Frederick Gibbins was an oyster merchant and trawling magnate. About 1906 he entered into partnership with three other large oyster merchants, Comino Athanassio, Charles Edward Woodward and John Moriarty, and the firm, known as Woodward, Gibbons & Comino, dominated oyster marketing in New South Wales.

In 1917 the Salvation Army purchased Dappeto and part of the original site - Lots 33 to 36 and 54-59 Section B, Portion 61 for the purpose of establishing a Children's Home. It remained in operation as such until 1969 when the children in residence were transferred to the Stanmore Children's Home and plans for a Senior Citizens' Complex were prepared.

In 1971 the Senior Citizen's Complex was completed containing self-contained units, a bed hostel and nursing home.

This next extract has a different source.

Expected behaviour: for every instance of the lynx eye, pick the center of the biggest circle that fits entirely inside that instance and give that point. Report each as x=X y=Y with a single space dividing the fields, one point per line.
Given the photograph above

The complex was renamed Macquarie Lodge. The wing at the rear of Dapetto that housed the kitchen, laundry and servants' accommodation was demolished and replaced with the present nursing home.

Following its nomination by Rockdale Council an Interim Heritage Order was placed over Dappeto on 14 May 1986. A Permanent Conservation Order was placed over the property on 17 February 1989 and transferred to the State Heritage Register on 2 April 1999.

== Description ==
Dappeto is a two-storey house of domestic style Victorian architecture. It was constructed of sand-stock face bricks which were mixed with whale oil to protect the building against dampness. It has a patterned slate roof surmounted by an ornate captain's walk accessed by a cast iron spiral staircase. The two storey verandah has an iron balustrade and trim to the upper floor and frieze to the lower floor. It features several beautiful fireplaces and overmantles of various imported English timbers.

The name Dapetto appears above the fanlight. A Coat of Arms with initials F. J. G. is above the side bay windows.

== Heritage listing ==
Dappeto is of State heritage significance as an excellent example of domestic style Victorian architecture. It is associated with Frederick Gibbins, an oyster merchant and trawling magnate.

Dappeto was listed on the New South Wales State Heritage Register on 2 April 1999.